Engagement Letters and Fee Agreements in Illinois Following Dowling v. Chicago Options Assocs., Inc.

Engagement Letters and Fee Agreements in Illinois Following Dowling v. Chicago Options Assocs., Inc.

A 2007 Illinois Supreme Court decision, Dowling v. Chicago Options Assoc., Inc., 875 N.E.2d 1012 (Ill. 2007), noted that any written fee arrangement or retainer agreement, regardless of the type of retainer contemplated, should clearly define the kind of retainer being paid. It also recognized the viability of advance payment retainers in Illinois. In an Emerging Issues Analysis, Attorney and Wealth Strategist David A. Berek reviews engagement letters and the impact of Dowling in Illinois. The author writes:

In practice, attorneys who generally bill on an hourly basis send engagement letters, while attorneys who work on a contingency fee basis use written fee agreements. The Illinois Rules of Professional Conduct (IRPC) require attorneys who work on a contingency fee basis to document the arrangement, while attorneys who earn other types of fees (e.g., hourly rate) are required to communicate the fee arrangement to the client within a reasonable time after commencing the representation. Rule 1.5(b) of the IRPC states that a lawyer who has not regularly represented a client should communicate to that client the basis or rate of the fee before or within a reasonable time after commencing the representation. The provision is based on a similar rule in the American Bar Association's Model Rules of Professional Conduct, which adds that it is preferable to communicate the basis for the fee in writing. Fees should be discussed with the client at the earliest reasonable opportunity. The lawyer should explain the manner in which the fee will be determined (such as based on the hourly rates of the lawyers involved) and, if appropriate, provide a fee estimate.

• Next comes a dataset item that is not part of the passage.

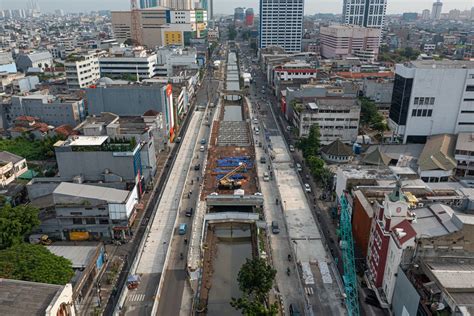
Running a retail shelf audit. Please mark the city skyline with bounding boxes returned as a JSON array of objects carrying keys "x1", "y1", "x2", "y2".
[{"x1": 0, "y1": 0, "x2": 474, "y2": 15}]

The basis for the fee can be communicated through an engagement letter. The letter also can serve the function of confirming the scope of the engagement and explaining professional issues, such as the dual representation of husband and wife and the impact of Circular 230 on the attorney's responsibilities in providing written tax advice. Ideally, a copy of the engagement letter should be signed by the client and placed in the client's file. (See Form 1.10 in Illinois Estate Planning, Will Drafting, and Estate Administration, Matthew Bender.)

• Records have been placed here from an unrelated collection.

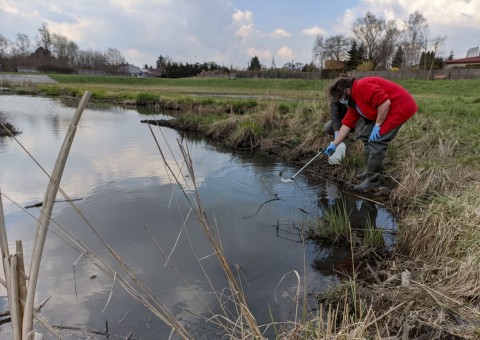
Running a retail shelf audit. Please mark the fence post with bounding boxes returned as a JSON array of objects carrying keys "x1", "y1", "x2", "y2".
[{"x1": 22, "y1": 91, "x2": 91, "y2": 340}]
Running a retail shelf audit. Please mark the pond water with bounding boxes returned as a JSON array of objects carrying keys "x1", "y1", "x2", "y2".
[{"x1": 0, "y1": 95, "x2": 395, "y2": 339}]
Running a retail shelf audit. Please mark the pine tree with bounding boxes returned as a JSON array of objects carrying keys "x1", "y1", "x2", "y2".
[
  {"x1": 392, "y1": 46, "x2": 403, "y2": 68},
  {"x1": 347, "y1": 40, "x2": 358, "y2": 71}
]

Five key elements that should be considered when preparing an engagement letter include: (1) define the scope of the representation, (2) identify the client, (3) describe the fee arrangement in detail, (4) dont forget to use engagement letters when you undertake new matters for existing clients, and (5) the engagement letter should not only define when the representation will begin but when it will end. (See Thar, Engagement Letters Can Reduce Malpractice Claims, Illinois Bar Journal (February, 1996) Another source for engagement letters is the American college of Trust and Estate Counsel (ACTEC) which posts extensive samples on their public website actec.org.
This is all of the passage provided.